ECLI:NL:GHAMS:2022:493
Gerechtshof Amsterdam
- Hoger beroep
- Rechtspraak.nl
Bevestiging vonnis en verwerping verweer omtrent onderzoek aan smartphone in hoger beroep
In deze zaak heeft het gerechtshof Amsterdam op 8 februari 2022 uitspraak gedaan in hoger beroep tegen het vonnis van de rechtbank Noord-Holland van 25 november 2016. De verdachte, geboren in 1989, had hoger beroep ingesteld tegen het vonnis waarbij hij was veroordeeld. De advocaat-generaal vorderde een taakstraf van 50 uren, met vervangende hechtenis bij niet-naleving. De raadsman van de verdachte voerde aan dat er sprake was van een vormverzuim bij het onderzoek aan de smartphone van de verdachte, omdat hiervoor geen toestemming was gevraagd aan de officier van justitie of de rechter-commissaris.

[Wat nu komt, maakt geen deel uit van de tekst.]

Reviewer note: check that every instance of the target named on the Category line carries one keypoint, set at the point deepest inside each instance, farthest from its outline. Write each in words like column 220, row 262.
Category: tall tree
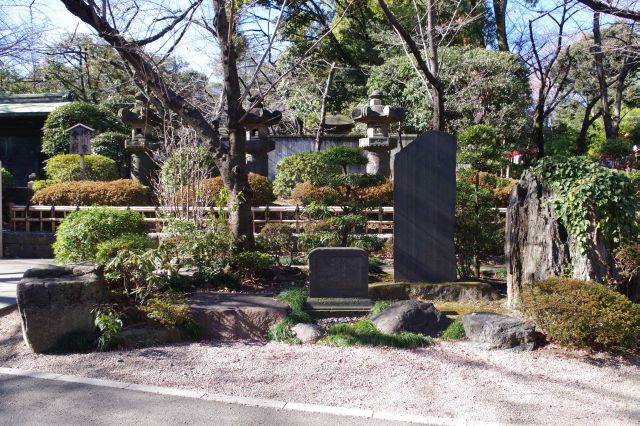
column 551, row 75
column 626, row 46
column 115, row 24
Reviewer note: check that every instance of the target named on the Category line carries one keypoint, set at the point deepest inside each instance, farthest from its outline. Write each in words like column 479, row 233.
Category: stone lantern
column 378, row 144
column 140, row 144
column 258, row 145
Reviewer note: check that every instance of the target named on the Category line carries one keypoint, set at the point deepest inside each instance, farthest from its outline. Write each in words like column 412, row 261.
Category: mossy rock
column 454, row 292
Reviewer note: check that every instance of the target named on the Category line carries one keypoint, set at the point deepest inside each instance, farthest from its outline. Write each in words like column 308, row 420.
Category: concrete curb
column 6, row 310
column 252, row 402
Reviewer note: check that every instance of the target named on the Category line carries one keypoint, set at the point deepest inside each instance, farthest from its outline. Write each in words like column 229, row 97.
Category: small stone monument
column 140, row 145
column 338, row 281
column 80, row 143
column 258, row 143
column 424, row 197
column 378, row 144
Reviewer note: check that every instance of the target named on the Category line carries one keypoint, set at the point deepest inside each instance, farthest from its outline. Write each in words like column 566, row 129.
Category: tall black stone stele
column 424, row 209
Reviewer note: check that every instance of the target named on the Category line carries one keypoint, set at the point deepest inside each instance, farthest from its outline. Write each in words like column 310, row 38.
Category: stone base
column 228, row 316
column 337, row 307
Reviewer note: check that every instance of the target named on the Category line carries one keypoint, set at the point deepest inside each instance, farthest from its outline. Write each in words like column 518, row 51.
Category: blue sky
column 52, row 15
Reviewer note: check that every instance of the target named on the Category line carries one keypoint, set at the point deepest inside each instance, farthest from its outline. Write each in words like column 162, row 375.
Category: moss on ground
column 365, row 333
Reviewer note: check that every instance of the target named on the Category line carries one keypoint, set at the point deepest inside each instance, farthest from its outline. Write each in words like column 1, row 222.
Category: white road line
column 254, row 402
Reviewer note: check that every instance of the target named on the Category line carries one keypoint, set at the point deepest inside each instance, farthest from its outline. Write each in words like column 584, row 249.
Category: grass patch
column 379, row 306
column 281, row 331
column 455, row 331
column 365, row 333
column 375, row 266
column 456, row 309
column 295, row 297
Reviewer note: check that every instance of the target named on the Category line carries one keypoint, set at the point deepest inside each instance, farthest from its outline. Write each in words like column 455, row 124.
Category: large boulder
column 410, row 315
column 307, row 333
column 537, row 246
column 227, row 316
column 55, row 304
column 497, row 331
column 453, row 292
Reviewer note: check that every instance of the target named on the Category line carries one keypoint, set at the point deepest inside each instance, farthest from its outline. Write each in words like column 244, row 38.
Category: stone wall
column 28, row 245
column 289, row 145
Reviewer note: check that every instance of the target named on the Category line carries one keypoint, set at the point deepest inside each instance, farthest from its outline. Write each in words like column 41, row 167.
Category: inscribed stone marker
column 338, row 272
column 424, row 197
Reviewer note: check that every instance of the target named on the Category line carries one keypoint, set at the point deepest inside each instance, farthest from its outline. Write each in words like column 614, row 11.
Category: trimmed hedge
column 260, row 185
column 123, row 192
column 66, row 167
column 55, row 140
column 108, row 250
column 583, row 314
column 298, row 168
column 80, row 233
column 378, row 195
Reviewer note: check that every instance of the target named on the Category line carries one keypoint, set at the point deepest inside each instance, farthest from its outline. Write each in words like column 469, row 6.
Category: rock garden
column 453, row 235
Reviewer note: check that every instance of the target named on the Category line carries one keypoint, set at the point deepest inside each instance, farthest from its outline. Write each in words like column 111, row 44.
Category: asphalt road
column 31, row 401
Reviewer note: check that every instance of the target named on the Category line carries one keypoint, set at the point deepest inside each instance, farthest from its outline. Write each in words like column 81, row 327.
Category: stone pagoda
column 141, row 143
column 378, row 144
column 258, row 145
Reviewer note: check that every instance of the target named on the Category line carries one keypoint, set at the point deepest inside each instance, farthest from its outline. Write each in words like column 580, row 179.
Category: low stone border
column 252, row 402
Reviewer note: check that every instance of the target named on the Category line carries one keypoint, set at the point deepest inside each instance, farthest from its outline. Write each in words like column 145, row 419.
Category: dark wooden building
column 21, row 120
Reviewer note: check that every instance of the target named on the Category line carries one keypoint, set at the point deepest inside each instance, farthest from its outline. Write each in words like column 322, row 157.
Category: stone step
column 231, row 316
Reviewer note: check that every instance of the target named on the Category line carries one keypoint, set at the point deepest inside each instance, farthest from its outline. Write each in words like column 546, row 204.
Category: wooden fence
column 47, row 218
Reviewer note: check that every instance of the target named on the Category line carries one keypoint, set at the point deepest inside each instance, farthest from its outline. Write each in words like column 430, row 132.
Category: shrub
column 109, row 325
column 66, row 167
column 123, row 192
column 168, row 308
column 583, row 314
column 610, row 148
column 41, row 184
column 368, row 242
column 79, row 234
column 110, row 145
column 379, row 307
column 107, row 250
column 297, row 168
column 250, row 264
column 364, row 332
column 55, row 140
column 178, row 169
column 261, row 188
column 481, row 148
column 306, row 193
column 7, row 178
column 344, row 156
column 455, row 331
column 276, row 239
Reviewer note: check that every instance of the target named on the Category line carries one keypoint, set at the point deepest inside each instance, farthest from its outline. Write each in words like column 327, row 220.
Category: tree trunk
column 602, row 78
column 323, row 107
column 234, row 173
column 500, row 13
column 438, row 90
column 537, row 133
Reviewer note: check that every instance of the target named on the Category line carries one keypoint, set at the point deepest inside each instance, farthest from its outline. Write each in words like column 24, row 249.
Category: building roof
column 40, row 104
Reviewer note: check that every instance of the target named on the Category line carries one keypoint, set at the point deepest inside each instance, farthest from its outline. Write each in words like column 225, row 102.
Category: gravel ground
column 548, row 386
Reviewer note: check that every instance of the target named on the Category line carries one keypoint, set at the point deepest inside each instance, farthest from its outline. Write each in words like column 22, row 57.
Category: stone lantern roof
column 259, row 116
column 338, row 124
column 376, row 112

Dit zou volgens hem moeten leiden tot bewijsuitsluiting. Het hof heeft het verweer van de raadsman verworpen, maar erkende dat het onderzoek aan de smartphone een aanzienlijke inbreuk op het recht op privacy vormde, zoals vastgelegd in artikel 8 van het EVRM. Het hof oordeelde echter dat er geen nadeel was aangetoond dat door het vormverzuim was veroorzaakt. Daarom werd het vonnis van de rechtbank bevestigd, met inachtneming van de overwegingen omtrent het tijdsverloop en de overschrijding van de redelijke termijn in zowel de eerste aanleg als het hoger beroep.